- Born: 1955 (age 70–71)
- Education: National Taiwan University (MD); University of Pennsylvania (PhD);
- Scientific career
- Fields: Hepatology
- Institutions: National Taiwan University; NTU Hospital; Academia Sinica;
- Thesis: A Study of a Novel Process in Shaping the Eukaryotic Genome: Transposition via Nonviral RNA Intermediates (1986)
- Doctoral advisor: John Taylor

= Chen Pei-jer =

Taiwanese hepatologist

Chen Pei-jer (陳培哲 (Chén Péizhé); born 1955) is a Taiwanese hepatologist and pathologist who is an academician of Academia Sinica.

== Early life and education ==
Chen Pei-jer was raised by his grandparents in Shalu, Taichung, while his parents worked in northern Taiwan. He had three siblings.

After high school, Chen attended medical school at National Taiwan University and graduated with a Doctor of Medicine (M.D.) in 1981. He then completed doctoral studies in the United States at the University of Pennsylvania, where he earned his Ph.D. in pathology in 1987 from the Perelman School of Medicine. His doctoral dissertation was titled, "A study of a novel process in shaping the eukaryotic genome: Transposition via nonviral RNA intermediates (retrovirus, processed gene)".

== Career ==
Upon completing his doctorate, Chen returned to National Taiwan University as a postdoctoral researcher, later joining the faculty in 1987. He was elected a member of Academia Sinica in 2006, and into The World Academy of Sciences in 2011.
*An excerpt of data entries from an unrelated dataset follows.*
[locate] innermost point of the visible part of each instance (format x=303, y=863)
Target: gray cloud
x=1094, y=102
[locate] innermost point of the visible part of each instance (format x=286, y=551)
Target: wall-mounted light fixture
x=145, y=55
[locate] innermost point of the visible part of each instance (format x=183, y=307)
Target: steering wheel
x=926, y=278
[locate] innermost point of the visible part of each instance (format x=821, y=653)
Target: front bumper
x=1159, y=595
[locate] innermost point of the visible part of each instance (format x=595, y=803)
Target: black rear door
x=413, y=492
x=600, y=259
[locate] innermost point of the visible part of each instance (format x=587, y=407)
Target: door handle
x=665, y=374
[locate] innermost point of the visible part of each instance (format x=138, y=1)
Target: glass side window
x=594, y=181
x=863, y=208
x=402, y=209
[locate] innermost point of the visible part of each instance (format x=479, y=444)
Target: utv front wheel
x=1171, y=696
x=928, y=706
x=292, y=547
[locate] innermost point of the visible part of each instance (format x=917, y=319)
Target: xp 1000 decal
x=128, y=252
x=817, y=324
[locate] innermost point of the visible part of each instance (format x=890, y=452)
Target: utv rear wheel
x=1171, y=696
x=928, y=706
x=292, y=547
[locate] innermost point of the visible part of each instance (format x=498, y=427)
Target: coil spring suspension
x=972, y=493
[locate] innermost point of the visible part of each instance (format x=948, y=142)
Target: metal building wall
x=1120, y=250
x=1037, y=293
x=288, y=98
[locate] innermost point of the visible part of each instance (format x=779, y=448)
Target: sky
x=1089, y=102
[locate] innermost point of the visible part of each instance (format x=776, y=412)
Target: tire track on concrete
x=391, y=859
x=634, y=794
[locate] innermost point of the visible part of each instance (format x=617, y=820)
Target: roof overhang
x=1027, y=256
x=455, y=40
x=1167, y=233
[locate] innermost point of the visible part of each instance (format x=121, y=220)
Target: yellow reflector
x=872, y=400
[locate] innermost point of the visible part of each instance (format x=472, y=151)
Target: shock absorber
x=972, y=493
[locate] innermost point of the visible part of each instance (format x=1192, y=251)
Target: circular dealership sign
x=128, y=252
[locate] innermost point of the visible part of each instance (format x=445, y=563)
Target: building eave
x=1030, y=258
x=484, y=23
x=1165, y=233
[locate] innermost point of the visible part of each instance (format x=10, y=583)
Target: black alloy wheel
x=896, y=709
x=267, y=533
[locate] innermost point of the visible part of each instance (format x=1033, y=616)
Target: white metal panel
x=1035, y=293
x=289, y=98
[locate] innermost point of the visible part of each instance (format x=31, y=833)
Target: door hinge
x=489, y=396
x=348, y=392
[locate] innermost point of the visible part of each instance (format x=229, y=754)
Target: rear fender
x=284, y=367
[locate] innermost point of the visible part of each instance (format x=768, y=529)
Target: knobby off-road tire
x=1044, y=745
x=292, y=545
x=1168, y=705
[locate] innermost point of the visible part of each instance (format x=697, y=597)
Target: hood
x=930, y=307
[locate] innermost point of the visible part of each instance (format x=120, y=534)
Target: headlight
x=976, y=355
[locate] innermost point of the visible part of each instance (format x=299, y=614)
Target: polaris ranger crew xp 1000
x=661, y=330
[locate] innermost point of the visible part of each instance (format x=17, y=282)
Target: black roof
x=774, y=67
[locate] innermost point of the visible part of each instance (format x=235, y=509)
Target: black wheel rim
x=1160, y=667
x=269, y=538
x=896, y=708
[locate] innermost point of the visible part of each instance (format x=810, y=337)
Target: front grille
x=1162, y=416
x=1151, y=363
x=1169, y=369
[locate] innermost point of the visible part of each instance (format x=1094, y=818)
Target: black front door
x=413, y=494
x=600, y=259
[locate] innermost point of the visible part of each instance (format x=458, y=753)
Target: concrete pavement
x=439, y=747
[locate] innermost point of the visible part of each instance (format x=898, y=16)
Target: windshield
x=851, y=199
Chen specializes in hepatitis research. He helped treat patients during the 2003 SARS outbreak, and was invited to a SARS-related seminar hosted by the World Health Organization, but did not attend because he was unable to isolate sufficiently after treating SARS patients, per the regulations in force for that meeting. Chen was invited to the 2009 World Health Assembly as part of the Chinese Taipei delegation. During the COVID-19 pandemic in Taiwan, Chen served on the vaccine review committee until late May 2021. Upon announcing his resignation from the body in June, Chen stated that the committee would struggle to remain neutral when reviewing Taiwanese-made vaccines.